Arts writer
JUST weeks after the ANC’s announcement of its plans for South Africa to withdraw from the International Criminal Court following its failure to arrest international war criminal, Sudanese President Omar Hassan al-Bahir, a powerful film that showcases the everyday life of people persecuted by unjust laws of fake identity violently enforced by governments will be screened at The Labia from November 6, after garnering awards at festivals across the world.
Beats of the Antonov, which threads together the attempted destruction of Sudanese national identity by President al-Bashir’s war planes on the people of the Blue Nile village just outside the border of North Sudan has been described as a masterpiece of pure cinema.

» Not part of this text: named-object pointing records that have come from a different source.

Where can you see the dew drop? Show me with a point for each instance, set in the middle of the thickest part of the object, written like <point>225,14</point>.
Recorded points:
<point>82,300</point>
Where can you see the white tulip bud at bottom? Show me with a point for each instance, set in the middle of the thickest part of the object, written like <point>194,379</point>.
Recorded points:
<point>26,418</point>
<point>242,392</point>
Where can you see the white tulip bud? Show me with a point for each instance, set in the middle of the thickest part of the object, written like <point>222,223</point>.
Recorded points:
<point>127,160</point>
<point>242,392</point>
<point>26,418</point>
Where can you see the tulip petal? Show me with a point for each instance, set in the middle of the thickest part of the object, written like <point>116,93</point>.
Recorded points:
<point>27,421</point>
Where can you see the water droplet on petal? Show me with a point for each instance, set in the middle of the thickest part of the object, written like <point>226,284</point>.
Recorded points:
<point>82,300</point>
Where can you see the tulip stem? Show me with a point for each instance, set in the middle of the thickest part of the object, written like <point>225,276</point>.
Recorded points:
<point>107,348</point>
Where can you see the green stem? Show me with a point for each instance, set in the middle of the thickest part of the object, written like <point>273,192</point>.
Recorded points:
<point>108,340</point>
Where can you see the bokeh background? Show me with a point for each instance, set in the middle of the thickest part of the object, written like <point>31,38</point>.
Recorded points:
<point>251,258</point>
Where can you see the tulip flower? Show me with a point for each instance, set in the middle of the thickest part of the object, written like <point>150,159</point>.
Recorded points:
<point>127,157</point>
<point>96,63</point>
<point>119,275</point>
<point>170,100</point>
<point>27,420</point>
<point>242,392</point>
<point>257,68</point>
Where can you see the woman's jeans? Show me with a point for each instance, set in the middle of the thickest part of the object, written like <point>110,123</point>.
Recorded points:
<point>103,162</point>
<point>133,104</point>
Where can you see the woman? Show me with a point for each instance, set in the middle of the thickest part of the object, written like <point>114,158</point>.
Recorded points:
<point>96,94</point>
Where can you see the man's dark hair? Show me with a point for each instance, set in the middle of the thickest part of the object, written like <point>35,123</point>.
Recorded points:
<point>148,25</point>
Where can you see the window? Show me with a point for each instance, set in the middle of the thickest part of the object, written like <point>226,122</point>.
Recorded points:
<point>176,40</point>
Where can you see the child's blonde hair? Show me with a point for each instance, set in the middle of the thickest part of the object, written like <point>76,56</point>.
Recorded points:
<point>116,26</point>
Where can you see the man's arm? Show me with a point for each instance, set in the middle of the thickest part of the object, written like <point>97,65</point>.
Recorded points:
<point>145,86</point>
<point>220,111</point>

The film shows the lives of displaced people who have lost family members, homes, farms and belongings. But instead of depicting a devastated and defeated society, it captures a vibrant matriarchal culture – proud African people who have found new purpose and energy in the face of conflict.
Once the Antonov Russian-made planes pass overhead, the people crawl out of their make-shift bomb shelters and caves, put out the fires on their homes and often stay up to dance and sing all night together to music played on a string instrument called the rababa, crafted from recycled material.
One man and a camera, unpeels a powerful and triumphant story without editorialising, or following any particular narrative voice of the devastating consequences of making and unmaking identity in a diverse country still at war with itself – and a leadership in Khartoum, unable to accept the blackness of its African citizens. “The idea that black is beautiful has not reached here,” says one villager interviewed.
Part of the documentary’s thrust is the disparity between the North’s push for homogeneity under a fake pan-Arab banner, and the South’s appreciation of diversity.
It is women who take up most of the camera time. “I believed them most” said Sudanese film director hajooj kuka, who spent 18 months living with the people of the Blue Nile. Kuka threads voices of militants, social workers, intellectuals and everyday folk to tell the story of a complex conflict. In doing so he breathes life into the often dry journalistic accounts of destruction.
Instead of telling the viewer what to think about the conflict, kuka brings a sense of the realities on the ground, a feeling for the place and the kinds of issues and important questions which people are living and thinking through.
Even without considering the difficult conditions kuka worked under, his lensing shifts from smooth, handsomely composed shots to agitated images as he ducks for cover, and captures the authenticity and intelligence of his subjects. Produced by Steven Markovitz.